The moment he entered Okyrhöe’s dining-hall, the shrewd old king saw that it was she and not the collector of images who was responsible for the transformation of the aboriginal Ornax into a contemporary palace far more luxurious than his own; and in his diplomatic brain there began to take shape, as he cast glance after glance at the changing expressions, the lively gestures, the rapid decisive commands, of the lady of the house, the embryo idea that if the soothsaying daughter of a dead prophet was likely to help the advancement of his adventure, this
formidable
woman, if by any possible compulsion or enticement he could sweep her into his scheme, might turn out an even more effective aid. He hadn’t relinquished his faithful Heraklean club when he crossed the threshold of this complicated group of palatial erections. In fact from where he now sat, while the lady’s airy revelations of her life in the city of Kadmos were
interrupted
by Zeuks’ reverberating “prokleesis”, he could see the familiar curves of his queer-looking weapon propped against the elbow of a small stone-seat cut in the wall, a seat that would be far too narrow for any contemporary hips, whether male or female.

No smile came to his lips as he realized the direction his thoughts were on the verge of taking, as in spite of himself he listened to Zeuks’ description of the in-rush of the murderous crowd of imaginary pirates and projected himself, for the push of his practical imagination could hardly be described in any other way, into breaking his bonds, scattering the bodies of his enemies, and grasping his club by the middle!

But if Zeuks’ outburst of “prokleesis” had made even the paramour of the Daughter of the Sun jerk up his trim beard, it can be well understood how it made the two insects inside it jump and cry out.
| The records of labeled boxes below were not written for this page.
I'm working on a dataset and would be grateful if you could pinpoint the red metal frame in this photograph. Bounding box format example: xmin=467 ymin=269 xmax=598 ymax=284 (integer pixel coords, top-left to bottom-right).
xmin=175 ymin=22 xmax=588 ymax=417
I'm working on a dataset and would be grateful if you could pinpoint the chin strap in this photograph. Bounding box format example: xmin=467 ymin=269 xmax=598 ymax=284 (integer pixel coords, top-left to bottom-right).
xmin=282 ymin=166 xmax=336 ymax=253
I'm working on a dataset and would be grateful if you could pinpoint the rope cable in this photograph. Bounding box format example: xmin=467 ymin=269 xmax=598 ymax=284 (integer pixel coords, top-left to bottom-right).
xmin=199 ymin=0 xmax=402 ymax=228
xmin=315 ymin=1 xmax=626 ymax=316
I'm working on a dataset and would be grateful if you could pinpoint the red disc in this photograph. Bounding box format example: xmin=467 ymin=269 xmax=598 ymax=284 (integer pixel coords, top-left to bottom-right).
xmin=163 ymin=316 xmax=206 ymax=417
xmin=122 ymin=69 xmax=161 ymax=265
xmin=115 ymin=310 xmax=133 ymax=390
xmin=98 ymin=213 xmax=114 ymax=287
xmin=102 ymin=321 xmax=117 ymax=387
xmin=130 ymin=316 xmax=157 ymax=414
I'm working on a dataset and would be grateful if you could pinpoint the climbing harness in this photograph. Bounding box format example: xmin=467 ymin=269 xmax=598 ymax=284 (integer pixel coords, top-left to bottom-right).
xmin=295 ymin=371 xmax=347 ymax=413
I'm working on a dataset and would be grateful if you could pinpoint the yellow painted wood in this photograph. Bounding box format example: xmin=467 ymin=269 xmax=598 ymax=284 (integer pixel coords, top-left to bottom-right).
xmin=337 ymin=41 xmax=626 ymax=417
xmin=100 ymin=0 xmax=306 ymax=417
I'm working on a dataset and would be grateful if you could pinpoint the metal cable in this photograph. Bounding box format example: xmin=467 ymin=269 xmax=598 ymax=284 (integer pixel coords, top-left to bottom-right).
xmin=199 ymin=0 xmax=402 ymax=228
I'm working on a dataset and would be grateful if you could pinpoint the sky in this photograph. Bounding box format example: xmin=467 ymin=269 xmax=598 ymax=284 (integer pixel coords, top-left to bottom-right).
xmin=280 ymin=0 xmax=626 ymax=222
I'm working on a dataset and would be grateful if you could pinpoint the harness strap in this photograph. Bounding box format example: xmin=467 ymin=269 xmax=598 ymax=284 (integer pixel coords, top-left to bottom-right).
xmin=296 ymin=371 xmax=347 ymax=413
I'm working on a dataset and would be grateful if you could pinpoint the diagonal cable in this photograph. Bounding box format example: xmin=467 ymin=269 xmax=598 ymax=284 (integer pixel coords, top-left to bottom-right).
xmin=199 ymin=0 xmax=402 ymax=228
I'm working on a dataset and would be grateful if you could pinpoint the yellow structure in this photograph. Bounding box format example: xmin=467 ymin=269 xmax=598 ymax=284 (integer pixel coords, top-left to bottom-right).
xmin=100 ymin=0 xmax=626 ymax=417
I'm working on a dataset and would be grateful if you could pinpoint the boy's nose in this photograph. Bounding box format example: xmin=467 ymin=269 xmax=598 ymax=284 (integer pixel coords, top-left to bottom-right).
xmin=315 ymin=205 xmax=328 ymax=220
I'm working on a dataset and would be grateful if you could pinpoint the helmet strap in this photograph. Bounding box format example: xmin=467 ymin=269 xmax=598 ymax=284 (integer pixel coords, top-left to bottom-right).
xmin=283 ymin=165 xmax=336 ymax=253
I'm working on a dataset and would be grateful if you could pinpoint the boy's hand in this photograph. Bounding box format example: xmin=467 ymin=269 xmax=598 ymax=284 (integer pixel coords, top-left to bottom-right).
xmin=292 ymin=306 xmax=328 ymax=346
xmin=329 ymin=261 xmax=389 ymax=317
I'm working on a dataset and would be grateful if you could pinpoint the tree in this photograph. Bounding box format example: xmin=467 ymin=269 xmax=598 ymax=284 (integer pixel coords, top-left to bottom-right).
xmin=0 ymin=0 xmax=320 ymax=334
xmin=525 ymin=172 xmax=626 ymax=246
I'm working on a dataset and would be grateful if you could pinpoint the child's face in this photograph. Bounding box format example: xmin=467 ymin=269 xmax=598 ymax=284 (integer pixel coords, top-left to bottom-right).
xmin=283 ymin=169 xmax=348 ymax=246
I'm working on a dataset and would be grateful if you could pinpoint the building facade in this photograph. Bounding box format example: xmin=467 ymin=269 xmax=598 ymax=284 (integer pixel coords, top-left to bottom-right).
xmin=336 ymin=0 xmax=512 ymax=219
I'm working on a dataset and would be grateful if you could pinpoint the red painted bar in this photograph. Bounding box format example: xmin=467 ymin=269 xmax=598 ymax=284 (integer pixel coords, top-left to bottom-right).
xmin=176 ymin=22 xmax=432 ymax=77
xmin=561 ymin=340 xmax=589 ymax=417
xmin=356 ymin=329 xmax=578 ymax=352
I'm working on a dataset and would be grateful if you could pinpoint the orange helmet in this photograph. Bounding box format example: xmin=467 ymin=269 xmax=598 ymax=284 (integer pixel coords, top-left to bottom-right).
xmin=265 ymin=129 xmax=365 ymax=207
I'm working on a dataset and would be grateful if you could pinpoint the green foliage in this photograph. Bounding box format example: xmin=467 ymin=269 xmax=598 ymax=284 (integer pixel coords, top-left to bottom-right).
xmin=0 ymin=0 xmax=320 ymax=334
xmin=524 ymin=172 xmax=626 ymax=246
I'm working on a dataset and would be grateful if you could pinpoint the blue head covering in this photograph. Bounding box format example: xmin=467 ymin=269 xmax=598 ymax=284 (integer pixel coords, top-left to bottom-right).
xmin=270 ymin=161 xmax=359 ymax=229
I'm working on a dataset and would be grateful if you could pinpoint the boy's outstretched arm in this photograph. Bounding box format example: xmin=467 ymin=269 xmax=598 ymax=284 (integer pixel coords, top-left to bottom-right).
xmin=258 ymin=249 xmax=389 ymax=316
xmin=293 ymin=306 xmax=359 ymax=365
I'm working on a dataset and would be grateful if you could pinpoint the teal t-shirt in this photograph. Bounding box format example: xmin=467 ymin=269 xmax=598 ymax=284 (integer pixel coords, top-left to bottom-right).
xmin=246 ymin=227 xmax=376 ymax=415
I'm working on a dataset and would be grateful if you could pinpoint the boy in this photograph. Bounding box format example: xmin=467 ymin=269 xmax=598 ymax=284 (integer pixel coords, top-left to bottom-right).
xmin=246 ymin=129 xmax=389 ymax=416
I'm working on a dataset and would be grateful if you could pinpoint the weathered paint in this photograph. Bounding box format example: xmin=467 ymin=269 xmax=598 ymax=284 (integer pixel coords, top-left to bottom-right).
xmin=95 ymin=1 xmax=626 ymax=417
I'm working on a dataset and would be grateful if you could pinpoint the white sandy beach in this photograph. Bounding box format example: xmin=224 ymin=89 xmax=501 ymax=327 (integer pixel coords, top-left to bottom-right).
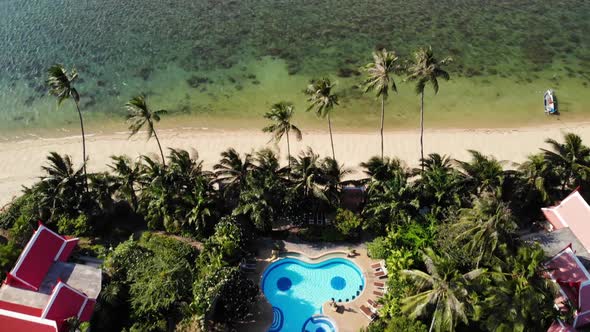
xmin=0 ymin=123 xmax=590 ymax=207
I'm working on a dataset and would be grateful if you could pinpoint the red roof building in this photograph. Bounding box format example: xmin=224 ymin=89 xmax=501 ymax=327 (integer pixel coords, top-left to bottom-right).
xmin=0 ymin=224 xmax=102 ymax=332
xmin=545 ymin=247 xmax=590 ymax=328
xmin=542 ymin=190 xmax=590 ymax=332
xmin=541 ymin=190 xmax=590 ymax=252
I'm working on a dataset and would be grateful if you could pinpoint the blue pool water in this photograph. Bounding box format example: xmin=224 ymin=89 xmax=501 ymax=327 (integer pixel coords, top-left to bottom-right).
xmin=262 ymin=258 xmax=365 ymax=332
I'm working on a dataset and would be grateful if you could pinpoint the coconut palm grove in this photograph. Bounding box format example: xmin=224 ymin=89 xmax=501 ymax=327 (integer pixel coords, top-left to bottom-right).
xmin=0 ymin=48 xmax=590 ymax=331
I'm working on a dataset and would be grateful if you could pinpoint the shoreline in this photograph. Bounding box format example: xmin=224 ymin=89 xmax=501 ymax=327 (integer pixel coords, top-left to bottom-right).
xmin=0 ymin=122 xmax=590 ymax=206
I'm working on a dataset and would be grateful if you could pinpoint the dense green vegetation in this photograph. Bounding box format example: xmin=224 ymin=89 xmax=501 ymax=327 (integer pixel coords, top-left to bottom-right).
xmin=0 ymin=134 xmax=590 ymax=331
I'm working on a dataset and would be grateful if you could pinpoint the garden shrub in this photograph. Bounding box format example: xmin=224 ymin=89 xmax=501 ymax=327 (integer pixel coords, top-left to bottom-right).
xmin=57 ymin=214 xmax=92 ymax=236
xmin=335 ymin=209 xmax=363 ymax=239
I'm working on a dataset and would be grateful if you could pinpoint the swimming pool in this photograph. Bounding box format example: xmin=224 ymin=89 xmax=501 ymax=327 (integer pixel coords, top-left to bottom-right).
xmin=261 ymin=258 xmax=365 ymax=332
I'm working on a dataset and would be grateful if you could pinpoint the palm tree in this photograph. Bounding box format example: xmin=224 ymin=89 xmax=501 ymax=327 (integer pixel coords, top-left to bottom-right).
xmin=47 ymin=64 xmax=88 ymax=191
xmin=414 ymin=153 xmax=464 ymax=214
xmin=363 ymin=169 xmax=419 ymax=231
xmin=360 ymin=156 xmax=407 ymax=182
xmin=364 ymin=48 xmax=398 ymax=159
xmin=481 ymin=245 xmax=557 ymax=331
xmin=541 ymin=133 xmax=590 ymax=192
xmin=262 ymin=101 xmax=301 ymax=169
xmin=305 ymin=78 xmax=338 ymax=159
xmin=291 ymin=148 xmax=327 ymax=201
xmin=320 ymin=157 xmax=352 ymax=207
xmin=408 ymin=47 xmax=452 ymax=170
xmin=109 ymin=156 xmax=141 ymax=211
xmin=39 ymin=152 xmax=88 ymax=216
xmin=401 ymin=249 xmax=484 ymax=331
xmin=125 ymin=95 xmax=168 ymax=167
xmin=518 ymin=153 xmax=556 ymax=204
xmin=458 ymin=150 xmax=511 ymax=194
xmin=451 ymin=194 xmax=517 ymax=268
xmin=213 ymin=148 xmax=254 ymax=200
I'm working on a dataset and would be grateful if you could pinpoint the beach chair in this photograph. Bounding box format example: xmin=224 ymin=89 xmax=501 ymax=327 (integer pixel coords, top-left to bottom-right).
xmin=240 ymin=262 xmax=256 ymax=272
xmin=374 ymin=268 xmax=387 ymax=278
xmin=360 ymin=305 xmax=377 ymax=322
xmin=367 ymin=299 xmax=383 ymax=311
xmin=371 ymin=261 xmax=385 ymax=271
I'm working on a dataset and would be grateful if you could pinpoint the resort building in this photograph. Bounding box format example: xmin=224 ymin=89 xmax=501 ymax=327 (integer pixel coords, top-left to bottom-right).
xmin=528 ymin=190 xmax=590 ymax=332
xmin=0 ymin=224 xmax=102 ymax=332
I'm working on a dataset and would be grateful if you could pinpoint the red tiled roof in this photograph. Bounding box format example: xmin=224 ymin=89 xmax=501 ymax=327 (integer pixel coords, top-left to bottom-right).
xmin=547 ymin=320 xmax=575 ymax=332
xmin=542 ymin=191 xmax=590 ymax=252
xmin=6 ymin=224 xmax=78 ymax=291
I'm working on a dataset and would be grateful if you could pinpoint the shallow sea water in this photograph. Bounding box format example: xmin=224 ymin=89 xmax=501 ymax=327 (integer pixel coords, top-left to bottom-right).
xmin=0 ymin=0 xmax=590 ymax=135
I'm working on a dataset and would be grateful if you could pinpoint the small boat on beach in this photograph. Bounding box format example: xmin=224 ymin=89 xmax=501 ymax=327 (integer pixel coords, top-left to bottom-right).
xmin=543 ymin=89 xmax=557 ymax=114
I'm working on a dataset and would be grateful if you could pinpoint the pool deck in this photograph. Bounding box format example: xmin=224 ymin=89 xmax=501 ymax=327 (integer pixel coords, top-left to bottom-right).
xmin=239 ymin=239 xmax=386 ymax=332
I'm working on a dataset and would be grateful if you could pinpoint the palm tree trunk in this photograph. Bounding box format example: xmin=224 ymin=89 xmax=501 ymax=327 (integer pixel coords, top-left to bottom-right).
xmin=287 ymin=130 xmax=291 ymax=179
xmin=74 ymin=101 xmax=88 ymax=192
xmin=420 ymin=90 xmax=424 ymax=172
xmin=154 ymin=129 xmax=166 ymax=167
xmin=428 ymin=298 xmax=440 ymax=332
xmin=381 ymin=94 xmax=385 ymax=160
xmin=561 ymin=168 xmax=573 ymax=193
xmin=328 ymin=113 xmax=336 ymax=160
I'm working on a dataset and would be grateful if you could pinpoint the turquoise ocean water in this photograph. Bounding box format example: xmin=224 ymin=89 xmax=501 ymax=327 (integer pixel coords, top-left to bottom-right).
xmin=0 ymin=0 xmax=590 ymax=136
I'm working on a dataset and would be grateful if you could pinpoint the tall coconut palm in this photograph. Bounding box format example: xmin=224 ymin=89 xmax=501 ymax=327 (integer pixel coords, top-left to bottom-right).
xmin=47 ymin=64 xmax=88 ymax=191
xmin=125 ymin=95 xmax=168 ymax=167
xmin=109 ymin=156 xmax=141 ymax=211
xmin=518 ymin=153 xmax=558 ymax=204
xmin=262 ymin=101 xmax=301 ymax=169
xmin=364 ymin=48 xmax=398 ymax=159
xmin=305 ymin=78 xmax=338 ymax=159
xmin=360 ymin=156 xmax=407 ymax=182
xmin=291 ymin=148 xmax=328 ymax=201
xmin=39 ymin=152 xmax=88 ymax=216
xmin=451 ymin=194 xmax=517 ymax=267
xmin=541 ymin=133 xmax=590 ymax=191
xmin=407 ymin=47 xmax=451 ymax=171
xmin=458 ymin=150 xmax=511 ymax=194
xmin=402 ymin=249 xmax=484 ymax=331
xmin=213 ymin=148 xmax=254 ymax=198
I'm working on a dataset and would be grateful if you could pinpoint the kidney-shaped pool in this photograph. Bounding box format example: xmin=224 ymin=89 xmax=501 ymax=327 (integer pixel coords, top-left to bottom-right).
xmin=262 ymin=258 xmax=365 ymax=332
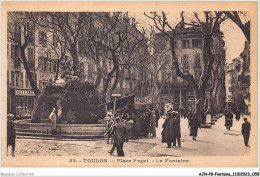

With them, however, the situation was just opposite to what it had been earlier that day; for now it was the fly who was keen to leave their shelter and the moth who was all for restraining him.

“But, Pyraust darling, I
must
find out whether the King is sweating under his beard! I know him so well that I know that
that
is the great sign. If there’s a drop of perspiration under his beard you may depend on it that he’s going to do something serious and do it soon. Please don’t hold me so tight, my sweet friend. I swear I won’t go further than that fold of his chiton. Once there I can crawl perfectly well between a few grey hairs, and soon discover what I want to know.

“It’ll only be like a microscopic thicket, and you know how good I am at threading my way through olive-branches and rose-bushes! Oh, I’ll find the least drop of sweat if there is one to be found! You see he’s still got that old nurse, Eurycleia, though she must be over a hundred years old, and you may depend on that old lady keeping him clean. You bet your life, my pretty one, I couldn’t settle on Zeuks’ chiton—you must remember, darling, that we house-flies are extremely sensitive to smells.

“We’re not like carrion-flies or dung-flies who live on filth and naturally seek it out!—no! I couldn’t settle on Zeuks’ chiton, though he’s a self-respecting, decently washed and well-dressed farmer, without being overpowered by the smell of his skin. But Eurycleia uses, though he’s old now, the same unguents and essences that she used for him when he was a child; so that you needn’t be afraid, dear heart, that your crazy Myos will faint from the old man’s stench, and slip down under the fellow’s shirt and be no more seen!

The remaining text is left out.